From Matthew Brook O’Donnell, $amz(1905048114 Corpus Linguistics and the Greek of the New Testament), p. 388:
It seems unlikely that by simply counting words it is possible to differentiate between authors. While a particular author may have a core or base vocabulary, as well as an affinity for certain words (or combination/collocation of words), there are many factors, for instance, age, further education, social setting, rhetorical purpose and so on, that restrict or expand this core set of lexical items. In spite of this, New Testament attribution studies and many commentaries (sadly, some rather recent ones at that) have placed considerable weight on counting the number of words found in one letter but not found in a group of letters assumed to be authentic. (O’Donnell, 388)

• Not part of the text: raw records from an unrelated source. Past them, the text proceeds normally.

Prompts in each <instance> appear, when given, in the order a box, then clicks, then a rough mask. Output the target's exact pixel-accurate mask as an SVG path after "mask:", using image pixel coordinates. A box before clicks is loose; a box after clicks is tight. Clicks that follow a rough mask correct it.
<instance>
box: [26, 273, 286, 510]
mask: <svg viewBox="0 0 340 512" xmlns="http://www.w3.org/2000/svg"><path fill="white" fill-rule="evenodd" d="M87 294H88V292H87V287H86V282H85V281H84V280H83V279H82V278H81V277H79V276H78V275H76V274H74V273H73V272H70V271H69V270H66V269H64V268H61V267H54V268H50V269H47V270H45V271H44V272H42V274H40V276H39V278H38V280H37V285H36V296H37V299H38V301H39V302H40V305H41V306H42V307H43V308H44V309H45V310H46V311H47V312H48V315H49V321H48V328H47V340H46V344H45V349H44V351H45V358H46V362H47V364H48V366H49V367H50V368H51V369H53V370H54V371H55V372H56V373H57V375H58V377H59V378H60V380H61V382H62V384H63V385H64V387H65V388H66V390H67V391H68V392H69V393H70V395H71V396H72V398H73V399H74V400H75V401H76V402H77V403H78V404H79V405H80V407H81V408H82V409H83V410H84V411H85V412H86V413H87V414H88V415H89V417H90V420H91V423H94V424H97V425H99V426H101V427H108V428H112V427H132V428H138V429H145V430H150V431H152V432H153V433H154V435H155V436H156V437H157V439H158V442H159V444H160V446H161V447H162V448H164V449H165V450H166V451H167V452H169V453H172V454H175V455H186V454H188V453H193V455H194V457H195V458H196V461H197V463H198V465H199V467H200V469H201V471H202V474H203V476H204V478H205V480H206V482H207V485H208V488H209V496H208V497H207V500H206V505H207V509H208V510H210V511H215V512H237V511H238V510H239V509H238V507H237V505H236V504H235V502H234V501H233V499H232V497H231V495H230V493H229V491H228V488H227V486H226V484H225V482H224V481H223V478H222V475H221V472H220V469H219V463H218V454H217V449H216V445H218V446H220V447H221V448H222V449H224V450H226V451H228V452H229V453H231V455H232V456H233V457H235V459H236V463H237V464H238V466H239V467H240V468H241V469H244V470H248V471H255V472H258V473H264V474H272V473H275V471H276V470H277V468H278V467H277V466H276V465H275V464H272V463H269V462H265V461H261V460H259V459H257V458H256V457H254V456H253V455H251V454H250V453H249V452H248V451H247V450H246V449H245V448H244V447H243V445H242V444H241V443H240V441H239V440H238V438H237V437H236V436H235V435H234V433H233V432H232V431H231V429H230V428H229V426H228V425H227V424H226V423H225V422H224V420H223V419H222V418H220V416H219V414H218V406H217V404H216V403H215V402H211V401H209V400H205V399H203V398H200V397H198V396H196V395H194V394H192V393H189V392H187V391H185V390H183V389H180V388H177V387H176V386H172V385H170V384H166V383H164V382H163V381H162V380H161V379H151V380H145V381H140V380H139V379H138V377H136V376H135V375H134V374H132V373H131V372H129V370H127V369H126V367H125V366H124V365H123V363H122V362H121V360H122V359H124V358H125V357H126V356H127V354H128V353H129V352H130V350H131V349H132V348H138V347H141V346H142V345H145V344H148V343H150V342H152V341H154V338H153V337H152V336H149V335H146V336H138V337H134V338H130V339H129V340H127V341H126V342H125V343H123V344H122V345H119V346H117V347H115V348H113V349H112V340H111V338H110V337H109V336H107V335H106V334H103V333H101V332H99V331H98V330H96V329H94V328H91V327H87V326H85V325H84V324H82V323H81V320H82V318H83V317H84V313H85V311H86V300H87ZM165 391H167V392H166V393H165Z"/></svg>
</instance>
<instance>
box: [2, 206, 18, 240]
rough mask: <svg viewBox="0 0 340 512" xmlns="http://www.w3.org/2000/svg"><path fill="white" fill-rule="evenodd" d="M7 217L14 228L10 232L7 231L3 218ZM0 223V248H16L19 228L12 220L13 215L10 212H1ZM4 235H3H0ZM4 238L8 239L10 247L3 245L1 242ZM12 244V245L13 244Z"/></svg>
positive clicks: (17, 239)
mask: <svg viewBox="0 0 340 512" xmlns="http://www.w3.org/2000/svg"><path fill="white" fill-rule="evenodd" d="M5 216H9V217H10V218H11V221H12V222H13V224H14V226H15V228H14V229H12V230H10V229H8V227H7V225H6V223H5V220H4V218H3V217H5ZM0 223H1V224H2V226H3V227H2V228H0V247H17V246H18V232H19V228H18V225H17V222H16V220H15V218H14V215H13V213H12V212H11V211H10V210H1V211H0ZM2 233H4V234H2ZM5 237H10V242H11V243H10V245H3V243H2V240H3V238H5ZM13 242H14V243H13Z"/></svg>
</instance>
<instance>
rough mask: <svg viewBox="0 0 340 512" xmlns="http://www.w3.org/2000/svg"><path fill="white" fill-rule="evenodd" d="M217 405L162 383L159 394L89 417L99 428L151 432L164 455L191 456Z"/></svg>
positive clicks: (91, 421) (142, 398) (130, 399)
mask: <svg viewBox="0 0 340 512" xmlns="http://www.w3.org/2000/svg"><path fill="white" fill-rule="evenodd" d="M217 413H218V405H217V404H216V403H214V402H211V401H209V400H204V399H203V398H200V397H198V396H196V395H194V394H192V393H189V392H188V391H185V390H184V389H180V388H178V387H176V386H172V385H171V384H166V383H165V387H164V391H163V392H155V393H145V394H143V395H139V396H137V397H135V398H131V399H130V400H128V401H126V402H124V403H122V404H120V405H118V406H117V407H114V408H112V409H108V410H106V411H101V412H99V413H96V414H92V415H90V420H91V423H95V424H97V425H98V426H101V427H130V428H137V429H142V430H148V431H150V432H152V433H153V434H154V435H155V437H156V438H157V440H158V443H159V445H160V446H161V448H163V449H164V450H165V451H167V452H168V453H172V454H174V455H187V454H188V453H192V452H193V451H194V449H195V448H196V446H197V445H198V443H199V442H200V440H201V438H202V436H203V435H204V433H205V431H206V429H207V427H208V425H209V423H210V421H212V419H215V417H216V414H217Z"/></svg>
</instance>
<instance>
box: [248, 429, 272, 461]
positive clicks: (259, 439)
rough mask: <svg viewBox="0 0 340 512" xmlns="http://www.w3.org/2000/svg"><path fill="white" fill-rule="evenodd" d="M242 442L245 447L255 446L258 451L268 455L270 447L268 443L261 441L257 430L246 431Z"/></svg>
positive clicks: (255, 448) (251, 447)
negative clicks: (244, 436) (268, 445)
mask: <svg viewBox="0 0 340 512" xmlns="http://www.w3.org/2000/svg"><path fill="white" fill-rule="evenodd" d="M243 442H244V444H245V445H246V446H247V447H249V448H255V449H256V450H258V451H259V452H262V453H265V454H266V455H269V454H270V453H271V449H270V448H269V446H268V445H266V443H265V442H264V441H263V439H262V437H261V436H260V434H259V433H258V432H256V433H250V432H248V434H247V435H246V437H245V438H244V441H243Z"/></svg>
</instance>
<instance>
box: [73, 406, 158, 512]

I can’t tell you the times that I’ve read authorship discussions on the Pastorals in commentaries where the argument boils down to "read P.N. Harrison’s Problem of the Pastoral Epistles, he got it right". This pawning the argument off on what is essentially a misdirected attempt at stylometry through hapax-legomena counting. Statistics are not easy to understand, and when someone makes a statistical case that sounds good it is easy to accept, point to, and never think about again. "So-and-so has all sorts of numbers, statistics, math and tables that I don’t fully understand, so it must be right."
I’m not saying that all commentaries, monographs and such that dispute Pauline authorship do this. Some do not, and they are well worth reading because they’re really wrestling with the stylistic issues. But if your reason for discounting Pauline authorship rests solely on comparative proportions of hapax legomena between two different slices of a corpus … well, you’re not standing on firm ground.